Two Australians have been arrested for allegedly attempting to fly out of Portugal with six rhino horns valued at euro400,000 ($565,000) in their luggage, authorities said Monday.
The arrests last week came after a spate of rhino horn thefts from European museums this year.
Police inspector Rui Almeida said the men are suspected of belonging to an international ring involved in the illegal trade of rhino horns to China.
"We have indications they were not acting alone," Almeida told The Associated Press by phone.
He declined to elaborate because foreign police forces, as well as Europol and Interpol, are continuing the investigation.
He said "dozens" of European museums have reported the theft of the horns in recent months, including the Museum of Natural History at the University of Coimbra, in central Portugal, in April.
Authorities say the horns, purported to have aphrodisiac and medicinal qualities, are more valuable than gold on the black market. Rising demand, especially in Asia, and a crackdown on the illegal trade have made them extremely valuable.

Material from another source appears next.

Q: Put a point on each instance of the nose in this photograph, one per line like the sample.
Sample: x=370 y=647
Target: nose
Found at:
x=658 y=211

Rhino horn is commonly used in powdered form by people who believe they can help cure serious diseases, or boost sexual prowess. Rhino conservation activists dispute those claims.
Almeida said the Australian men _ a father and son, aged 63 and 31 _ are not suspects in the University of Coimbra theft. He said that those horns are still missing.
Europol and Interpol are helping Portuguese authorities investigate where the six seized horns came from.
Almeida said the men were intending to catch a plane to Ireland when they were detained and did not resist arrest. They cannot be named under Portuguese law.
They appeared before a judge last week but were released on bail because smuggling carries a maximum jail term of five years and suspects can be held in jail awaiting trial only if the maximum sentence is longer than that.